Two nights later on ABC's
World News Tonight, Craig Murray told of photos he received of an Uzbek
interrogation that ended with the prisoner actually being boiled to
death!
Murray, appalled, had
protested to the British Foreign Office in a confidential memorandum
leaked to and printed in the Financial Times on October 11 of last year:
"Uzbek officials are
torturing prisoners to extract information [about reported terrorist
operations], which is supplied to the U.S. and passed through its
Central Intelligence Agency to the U.K., says Mr. Murray." (Emphasis
added.)
Prime Minister Tony Blair
quickly reacted to this undiplomatic whistle-blowing. Craig Murray was
removed as ambassador to Uzbekistan.
On the BBC (October 15),
Steve Crawshaw, director of the London office of Human Rights Watch,
spoke plainly about George W. Bush's continual, ardent assurances that
this country would never engage in torture:
"You can't wash your hands
and say we didn't torture, but we will use what comes out of torture."
CIA director Porter Goss also
engages in what George Orwell called doublespeak. Testifying before the
Senate Armed Services Committee on March 17, Porter Goss said, "The
United States does not engage in or condone torture."
As for our ally Uzbekistan,
run by the merciless dictator Islam Karimov, Philip Stephens, a
forthright columnist for the Financial Times, noted on October 19:
"Uzbekistan provides a vital
base for U.S. operations in neighbouring Afghanistan. U.S. financial
aid [to Uzbekistan] provides a bulwark against Russian influence."
And—dig this—an October 16 Financial Times editorial points out that
because the Bush administration supports the barbaric government of
President Karimov, the U.S. "has given [Karimov] the confidence to sell
a long-running campaign against internal dissidents as part of the
campaign against Al Qaeda." (Emphasis added.)
In 2003, Fatima Mukhadirova
sent photographs of her son—who was tortured to death in an Uzbek
prison—to the British embassy. As reported in Muslim Uzbekistan
(February 12, 2004): "His teeth were smashed, his fingers were stripped
of nails, and his body had been cut, bruised and scalded." His mother
was put on trial "for attempted encroachment on the constitutional
order" to convince her to shut up about what was done to her son. (She
was subsequently convicted and sentenced to six years in prison.)
Meanwhile, Porter Goss told
the Senate Armed Services Committee on March 17 that one of the CIA's
own techniques, waterboarding, is "an area of what I call professional
interrogation techniques."
As Reed Brody, special
counsel for Human Rights Watch, noted in a March 21 letter to The New
York Times: "Waterboarding, known in Latin America as the submarino,
entails forcibly pushing a person's head under water until he believes
he will drown. In practice, he often does. Waterboarding can be nothing
less than torture in violation of United States and international law.

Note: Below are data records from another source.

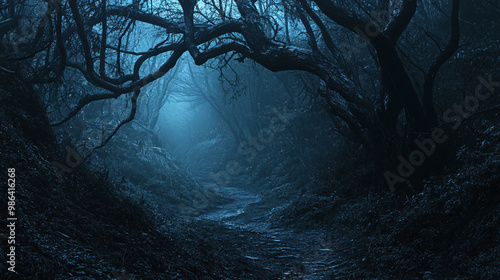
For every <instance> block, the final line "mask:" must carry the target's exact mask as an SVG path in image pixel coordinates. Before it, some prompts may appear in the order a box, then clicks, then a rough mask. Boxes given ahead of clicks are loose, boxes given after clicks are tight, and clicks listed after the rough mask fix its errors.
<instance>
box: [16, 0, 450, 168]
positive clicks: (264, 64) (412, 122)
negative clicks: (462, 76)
mask: <svg viewBox="0 0 500 280" xmlns="http://www.w3.org/2000/svg"><path fill="white" fill-rule="evenodd" d="M450 1H451V7H452V8H451V13H450V26H451V28H450V34H449V40H448V43H447V45H446V47H445V48H444V49H443V50H442V51H441V52H440V53H439V54H437V55H436V58H435V59H434V61H433V62H432V64H431V66H430V67H429V69H428V70H427V71H425V78H424V82H423V89H422V90H421V91H419V90H417V89H416V88H415V86H414V83H413V81H412V79H411V78H410V75H409V72H408V63H405V61H404V60H403V58H402V54H403V52H401V51H400V50H399V43H398V42H399V39H400V37H401V36H402V34H403V32H405V30H406V29H408V26H409V25H410V22H411V21H412V19H413V18H414V16H415V14H416V11H417V6H418V2H420V1H417V0H402V1H389V0H377V1H353V3H350V4H345V3H344V1H334V0H310V1H309V0H282V1H278V2H273V1H260V0H259V1H254V0H235V1H218V2H217V1H209V0H204V1H197V0H179V2H178V3H177V2H166V1H159V2H160V3H157V4H155V2H153V1H135V2H134V5H124V4H122V1H109V0H101V1H92V2H91V3H89V4H87V5H85V4H82V3H79V2H78V1H76V0H68V2H67V3H68V7H67V6H66V5H64V4H60V3H59V2H54V1H50V2H49V3H51V4H52V6H54V7H56V8H53V9H52V10H53V11H55V16H54V17H55V24H50V26H49V25H47V26H44V27H43V28H41V29H43V30H41V31H40V28H39V33H41V34H42V35H38V33H37V36H36V37H37V38H38V37H40V38H45V40H46V41H47V42H55V44H51V45H50V46H48V47H46V48H44V49H43V50H41V51H38V52H37V54H39V55H38V56H37V55H36V54H34V55H32V54H30V55H32V57H37V59H40V58H38V57H39V56H41V53H42V52H44V55H45V56H46V57H47V58H46V62H45V63H44V64H43V67H42V68H44V69H45V70H44V71H43V72H41V73H43V74H44V75H42V76H41V77H40V75H39V76H38V77H37V78H36V81H35V82H37V83H43V82H48V81H54V80H57V79H60V78H61V76H62V73H63V71H64V69H65V68H66V67H69V68H74V69H77V70H79V71H80V72H81V73H82V74H83V76H84V77H85V78H86V79H87V80H88V81H89V82H90V83H92V84H93V85H95V86H97V87H100V88H103V89H105V90H106V91H107V92H106V93H102V94H93V95H87V96H85V97H83V98H82V99H81V100H80V101H79V102H78V104H76V106H74V108H73V109H72V110H71V112H70V113H69V114H68V115H67V117H66V118H64V119H62V120H61V121H58V122H56V123H55V124H54V125H60V124H62V123H65V122H66V121H68V120H69V119H71V118H72V117H73V116H75V115H76V114H77V113H78V112H79V111H80V110H81V109H82V108H83V107H84V106H86V105H87V104H89V103H91V102H94V101H97V100H104V99H110V98H116V97H118V96H121V95H124V94H127V93H133V95H132V96H131V103H132V106H131V111H130V114H129V117H128V118H126V119H125V120H123V121H122V122H121V123H120V124H119V125H118V126H117V127H116V129H115V130H114V131H113V132H112V133H111V134H110V136H109V137H108V138H107V140H106V141H105V142H104V143H103V144H105V143H107V141H109V139H111V137H112V136H113V135H114V134H115V133H116V131H117V130H118V129H119V128H120V127H121V126H122V125H124V124H125V123H127V122H129V121H131V120H132V119H133V118H134V116H135V113H136V106H137V99H138V97H139V95H140V94H141V91H142V90H144V87H145V86H146V85H148V84H149V83H152V82H153V81H155V80H157V79H159V78H160V77H162V76H164V75H165V74H166V73H167V72H169V71H171V70H172V69H173V68H174V66H175V65H176V63H177V61H178V60H179V58H180V57H181V56H182V54H184V53H189V55H190V56H191V57H192V58H193V59H194V61H195V63H196V64H198V65H202V64H204V63H206V62H207V61H208V60H210V59H213V58H216V57H221V56H222V57H223V59H225V60H231V59H234V58H235V57H236V60H239V61H243V60H245V59H251V60H254V61H255V62H257V63H259V64H261V65H262V66H264V67H266V68H267V69H269V70H272V71H285V70H300V71H305V72H308V73H311V74H313V75H315V76H317V77H319V78H320V80H321V81H322V82H321V84H320V85H319V86H318V88H317V94H318V95H319V96H321V98H323V99H324V102H325V104H326V108H327V110H328V112H329V114H330V115H331V116H332V117H333V118H336V119H337V120H338V122H339V123H340V124H341V125H344V126H346V127H348V129H349V131H350V135H352V137H353V138H354V139H355V140H356V141H358V142H359V143H362V144H363V145H364V147H365V148H366V149H367V152H368V153H369V154H370V155H371V158H372V159H373V161H374V163H375V165H376V166H377V168H378V169H379V170H380V171H384V170H393V169H394V168H395V167H396V158H397V156H398V155H400V154H402V153H404V152H405V149H407V148H408V146H407V145H406V144H407V143H409V142H411V140H412V139H413V138H416V137H417V136H416V135H419V134H421V133H428V131H429V130H430V129H431V128H432V127H434V126H435V125H436V124H437V123H438V118H437V114H436V112H435V110H434V99H433V97H434V94H435V93H434V91H433V88H434V83H435V79H436V75H437V73H438V71H439V69H440V68H441V66H442V65H443V64H444V63H445V62H446V61H447V60H448V59H449V58H450V57H451V56H452V55H453V54H454V53H455V51H456V50H457V48H458V45H459V37H460V36H459V35H460V34H459V18H458V14H459V4H460V1H459V0H450ZM58 3H59V4H58ZM10 5H11V6H12V5H14V4H13V3H11V4H10ZM377 7H378V8H380V7H384V9H385V7H387V9H385V10H383V12H382V13H380V12H379V13H375V14H374V13H370V10H373V9H377ZM379 11H380V10H379ZM370 14H371V16H372V17H373V16H374V17H375V19H372V20H370V19H367V16H369V15H370ZM52 21H53V20H52V17H51V16H49V21H48V22H49V23H52ZM63 23H64V24H63ZM291 27H295V28H291ZM14 29H15V28H14ZM10 30H13V29H12V28H11V29H10ZM346 32H347V33H351V34H356V36H360V37H361V38H363V39H362V40H366V41H364V42H365V43H358V45H360V44H361V45H363V44H364V45H365V46H366V50H364V51H363V52H365V53H368V54H371V58H372V59H373V61H372V63H373V64H374V65H376V67H377V69H376V70H377V72H378V76H379V78H378V85H380V88H381V90H380V91H379V92H378V93H375V92H373V91H371V90H369V91H367V90H364V89H363V88H362V87H360V86H361V85H362V84H363V83H364V81H363V80H362V79H359V77H358V79H355V77H356V75H358V76H359V75H360V74H359V73H358V72H356V71H358V70H353V67H352V66H351V65H349V63H348V62H346V57H345V55H344V54H343V51H345V48H343V49H342V48H341V47H340V46H338V44H336V43H334V38H336V37H335V36H334V35H337V36H339V34H340V35H342V34H345V33H346ZM43 34H45V36H43ZM131 34H136V35H139V36H143V37H144V36H146V35H147V34H153V36H149V39H148V40H141V41H140V42H135V43H136V46H135V48H134V49H133V50H129V49H126V48H124V46H123V40H126V42H127V44H130V43H134V42H131V41H130V35H131ZM54 35H55V36H54ZM38 40H39V41H41V40H42V39H38ZM358 41H359V40H358ZM37 45H38V44H37ZM138 49H145V50H138ZM153 58H161V59H162V60H163V63H162V64H161V66H159V67H158V68H157V69H156V70H154V71H150V72H147V73H144V72H143V69H142V68H143V67H142V66H143V65H144V64H145V62H146V61H148V60H150V59H153ZM356 73H358V74H356ZM365 79H366V78H365ZM401 118H404V123H405V125H406V127H407V128H408V130H409V131H411V133H410V134H404V135H401V134H399V133H398V131H397V125H398V120H400V119H401Z"/></svg>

"Mr. Goss, by justifying the
practice as a form of professional interrogation, renders dubious his
broader claim that the C.I.A. is not practicing torture today."
(Emphasis added.)
I cannot resist repeating
what George W. Bush said on the United Nations International Day in
Support of Victims of Torture (June 26, 2003): "The United States is
committed to the worldwide elimination of torture and we are leading
this fight by example. I call on all governments to join with the
United States . . . in prohibiting, investigating, and prosecuting all
acts of torture." Let's start at home.